The Mercedes-Benz S-Class has been fully redesigned for 2021. In addition to fresh styling both inside and out, the new S-Class offers updated in-car tech, an even more advanced suite of driver aids and a pair of new engines, with more powertrains to follow. This is all to help it better compete against rivals that include the Audi A8 and BMW 7 Series, both of which have undergone full redesigns since the outgoing S-Class debuted in 2014. Not that the S-Class needed much improving, as it has continually been one of Edmunds' top-rated sedans.
While the S-Class has always been a comfortable, well-appointed and tech-forward vehicle, it's never been known as a driver's car, save for the rarefied AMG models. The story has changed with the new one, at least according to Mercedes. Not only does the S 580 4Matic's twin-turbo V8 make more power than before, but Mercedes' engineers have tuned the adaptive air suspension to improve handling.
Do these distinctions make a difference? There was only one way to find out. We took a 2021 Mercedes-Benz S 580 4Matic to the Edmunds track for our full battery of tests, and here's what we found.
How did the S 580 4Matic perform?
Like last year's S 560 4Matic, the 2021 S 580 4Matic uses a 4.0-liter twin-turbocharged V8 engine. Output is up by 33 horsepower for a total of 496 hp, though torque remains the same at 516 lb-ft. For 2021, Mercedes has also fitted the V8 with its EQ Boost mild hybrid system. In addition to smoothing out shifts from the nine-speed automatic and improving fuel economy, the system helps improve acceleration by filling in low-end power before the turbochargers really get going.

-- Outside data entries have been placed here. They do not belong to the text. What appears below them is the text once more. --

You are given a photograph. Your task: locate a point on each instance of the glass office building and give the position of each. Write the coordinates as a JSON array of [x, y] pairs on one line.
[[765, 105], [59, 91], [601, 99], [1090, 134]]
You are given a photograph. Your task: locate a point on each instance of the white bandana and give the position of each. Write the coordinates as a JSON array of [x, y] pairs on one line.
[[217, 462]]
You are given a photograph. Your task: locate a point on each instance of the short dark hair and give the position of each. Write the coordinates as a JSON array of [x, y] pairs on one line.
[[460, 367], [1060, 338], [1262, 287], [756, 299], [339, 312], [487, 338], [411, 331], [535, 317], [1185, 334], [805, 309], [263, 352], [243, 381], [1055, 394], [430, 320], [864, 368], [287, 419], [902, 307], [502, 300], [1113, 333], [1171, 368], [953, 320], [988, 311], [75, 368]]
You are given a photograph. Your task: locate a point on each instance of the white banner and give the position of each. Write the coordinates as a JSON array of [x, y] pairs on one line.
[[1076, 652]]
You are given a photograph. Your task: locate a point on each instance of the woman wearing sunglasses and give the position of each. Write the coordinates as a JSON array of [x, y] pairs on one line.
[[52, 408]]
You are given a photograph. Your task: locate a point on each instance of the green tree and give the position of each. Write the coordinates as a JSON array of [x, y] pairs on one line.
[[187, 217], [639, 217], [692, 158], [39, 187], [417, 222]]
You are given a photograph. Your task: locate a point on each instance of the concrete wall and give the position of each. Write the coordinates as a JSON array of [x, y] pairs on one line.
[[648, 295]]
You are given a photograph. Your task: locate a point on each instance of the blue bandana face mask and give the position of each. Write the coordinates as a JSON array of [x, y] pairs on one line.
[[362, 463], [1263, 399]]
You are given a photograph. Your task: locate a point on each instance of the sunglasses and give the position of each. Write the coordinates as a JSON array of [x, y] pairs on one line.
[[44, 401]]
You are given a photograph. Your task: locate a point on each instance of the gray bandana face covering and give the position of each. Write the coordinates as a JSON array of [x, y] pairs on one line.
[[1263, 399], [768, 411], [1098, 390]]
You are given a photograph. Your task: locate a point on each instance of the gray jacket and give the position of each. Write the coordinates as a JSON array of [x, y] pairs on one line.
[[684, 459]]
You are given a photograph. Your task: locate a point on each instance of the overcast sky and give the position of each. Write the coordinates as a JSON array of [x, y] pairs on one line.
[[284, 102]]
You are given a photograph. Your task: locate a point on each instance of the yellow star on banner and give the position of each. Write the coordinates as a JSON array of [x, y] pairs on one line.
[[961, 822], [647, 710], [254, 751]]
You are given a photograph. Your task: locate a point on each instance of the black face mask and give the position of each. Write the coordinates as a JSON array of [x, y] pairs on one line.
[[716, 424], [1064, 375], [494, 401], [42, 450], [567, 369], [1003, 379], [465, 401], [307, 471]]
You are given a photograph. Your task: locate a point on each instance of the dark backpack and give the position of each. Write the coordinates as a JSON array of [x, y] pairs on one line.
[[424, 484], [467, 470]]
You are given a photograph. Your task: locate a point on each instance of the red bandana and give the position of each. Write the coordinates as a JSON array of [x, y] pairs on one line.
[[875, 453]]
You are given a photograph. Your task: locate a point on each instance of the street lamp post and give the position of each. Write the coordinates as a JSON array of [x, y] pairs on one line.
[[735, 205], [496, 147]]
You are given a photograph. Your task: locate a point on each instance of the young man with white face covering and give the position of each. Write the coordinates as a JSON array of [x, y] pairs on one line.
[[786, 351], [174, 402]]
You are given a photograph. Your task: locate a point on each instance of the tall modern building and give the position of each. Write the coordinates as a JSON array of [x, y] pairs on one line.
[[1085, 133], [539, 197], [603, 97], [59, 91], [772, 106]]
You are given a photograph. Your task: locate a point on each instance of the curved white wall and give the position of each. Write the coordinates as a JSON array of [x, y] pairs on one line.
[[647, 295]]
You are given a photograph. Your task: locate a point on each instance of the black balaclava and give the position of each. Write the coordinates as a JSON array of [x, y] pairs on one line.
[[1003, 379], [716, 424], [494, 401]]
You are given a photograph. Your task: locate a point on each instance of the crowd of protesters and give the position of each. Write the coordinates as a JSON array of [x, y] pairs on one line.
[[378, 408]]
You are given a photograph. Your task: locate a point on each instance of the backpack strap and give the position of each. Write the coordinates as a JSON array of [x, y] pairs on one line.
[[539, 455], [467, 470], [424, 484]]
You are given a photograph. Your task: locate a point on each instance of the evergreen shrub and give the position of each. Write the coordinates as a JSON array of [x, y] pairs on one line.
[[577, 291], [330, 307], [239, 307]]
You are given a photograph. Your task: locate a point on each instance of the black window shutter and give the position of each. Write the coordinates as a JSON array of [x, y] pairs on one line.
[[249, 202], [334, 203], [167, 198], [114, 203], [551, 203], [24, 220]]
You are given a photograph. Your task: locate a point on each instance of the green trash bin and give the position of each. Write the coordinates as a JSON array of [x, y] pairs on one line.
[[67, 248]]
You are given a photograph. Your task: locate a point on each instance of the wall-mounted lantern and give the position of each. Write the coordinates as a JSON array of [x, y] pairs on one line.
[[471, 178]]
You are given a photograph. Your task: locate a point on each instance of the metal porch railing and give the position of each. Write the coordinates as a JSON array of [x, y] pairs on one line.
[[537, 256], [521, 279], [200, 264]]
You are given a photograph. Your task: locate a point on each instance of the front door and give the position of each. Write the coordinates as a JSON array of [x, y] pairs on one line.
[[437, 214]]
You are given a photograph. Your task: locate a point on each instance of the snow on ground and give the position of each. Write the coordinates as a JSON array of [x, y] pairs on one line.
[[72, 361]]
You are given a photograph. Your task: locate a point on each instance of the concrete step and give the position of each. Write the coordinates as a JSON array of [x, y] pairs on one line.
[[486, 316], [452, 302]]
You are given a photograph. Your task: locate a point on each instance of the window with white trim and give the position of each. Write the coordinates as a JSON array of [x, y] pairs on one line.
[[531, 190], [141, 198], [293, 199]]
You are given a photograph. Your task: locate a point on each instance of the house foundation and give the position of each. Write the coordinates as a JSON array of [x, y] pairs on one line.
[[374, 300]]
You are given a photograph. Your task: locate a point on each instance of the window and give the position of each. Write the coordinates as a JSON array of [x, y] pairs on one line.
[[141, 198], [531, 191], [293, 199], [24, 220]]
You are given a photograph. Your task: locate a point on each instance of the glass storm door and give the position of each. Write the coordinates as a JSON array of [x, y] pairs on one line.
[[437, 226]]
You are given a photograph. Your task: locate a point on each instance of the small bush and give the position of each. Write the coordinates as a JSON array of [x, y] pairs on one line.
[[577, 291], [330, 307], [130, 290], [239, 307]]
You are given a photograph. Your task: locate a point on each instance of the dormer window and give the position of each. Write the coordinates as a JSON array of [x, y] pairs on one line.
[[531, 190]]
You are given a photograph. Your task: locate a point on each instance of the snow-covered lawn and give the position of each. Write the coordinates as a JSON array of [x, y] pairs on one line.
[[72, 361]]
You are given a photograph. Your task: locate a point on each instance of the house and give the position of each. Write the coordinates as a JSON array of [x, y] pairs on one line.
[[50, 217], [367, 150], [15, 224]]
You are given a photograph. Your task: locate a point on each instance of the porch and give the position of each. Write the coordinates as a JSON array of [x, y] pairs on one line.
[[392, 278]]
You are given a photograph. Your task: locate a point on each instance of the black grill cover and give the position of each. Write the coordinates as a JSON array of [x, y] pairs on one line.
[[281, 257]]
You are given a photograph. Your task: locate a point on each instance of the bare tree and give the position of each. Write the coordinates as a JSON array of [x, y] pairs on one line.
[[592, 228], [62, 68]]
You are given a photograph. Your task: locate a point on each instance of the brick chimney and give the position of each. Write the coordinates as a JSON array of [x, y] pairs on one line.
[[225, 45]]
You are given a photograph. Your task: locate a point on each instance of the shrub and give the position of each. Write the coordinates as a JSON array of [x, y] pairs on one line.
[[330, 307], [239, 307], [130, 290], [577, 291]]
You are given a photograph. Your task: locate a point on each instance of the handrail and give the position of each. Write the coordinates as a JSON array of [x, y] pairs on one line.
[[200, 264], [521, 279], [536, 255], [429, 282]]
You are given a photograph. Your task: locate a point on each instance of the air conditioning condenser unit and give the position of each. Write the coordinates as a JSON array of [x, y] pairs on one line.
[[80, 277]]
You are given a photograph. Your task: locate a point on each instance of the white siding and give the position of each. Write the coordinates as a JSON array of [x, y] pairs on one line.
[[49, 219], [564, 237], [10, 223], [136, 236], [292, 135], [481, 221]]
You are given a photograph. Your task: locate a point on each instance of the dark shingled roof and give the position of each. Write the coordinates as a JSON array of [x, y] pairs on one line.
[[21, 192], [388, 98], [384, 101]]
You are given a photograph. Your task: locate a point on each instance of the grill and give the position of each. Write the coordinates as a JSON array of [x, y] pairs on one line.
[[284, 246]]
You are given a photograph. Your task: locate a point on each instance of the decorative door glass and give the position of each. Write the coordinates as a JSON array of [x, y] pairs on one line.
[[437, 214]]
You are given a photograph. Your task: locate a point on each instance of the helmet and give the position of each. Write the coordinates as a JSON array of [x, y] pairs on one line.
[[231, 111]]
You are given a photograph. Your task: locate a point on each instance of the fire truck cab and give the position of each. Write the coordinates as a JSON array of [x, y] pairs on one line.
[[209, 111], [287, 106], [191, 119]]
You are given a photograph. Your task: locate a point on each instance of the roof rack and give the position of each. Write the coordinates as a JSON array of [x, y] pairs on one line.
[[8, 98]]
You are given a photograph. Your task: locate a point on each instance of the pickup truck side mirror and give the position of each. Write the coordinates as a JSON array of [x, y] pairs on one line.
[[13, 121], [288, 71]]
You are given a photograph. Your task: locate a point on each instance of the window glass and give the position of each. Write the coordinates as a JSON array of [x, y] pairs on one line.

As expected, the 2021 S 580 4Matic is quicker than the outgoing S 560, though not significantly so. It hit 60 mph in 4.7 seconds, shaving just 0.2 second off the last car's dash to 60 mph, while its speed at the quarter-mile mark ("trap speed") also improved only modestly at 110.8 mph versus 108.2 mph.
Looking at segment rivals, the S 580 4Matic edges out the entry-level Porsche Panamera to 60 mph and widens the gap considerably by the quarter mile. You can go much faster in fancier Panameras, but it'll cost you. A direct rival to the S 580 is the BMW 750i xDrive, which handily beats the Benz's acceleration times and trap speed. The S 580 trails the pack in braking distance by a wide margin, which we're hoping is mostly due to our test car's all-season tires as opposed to the grippier summer performance tires worn by the BMW and Porsche.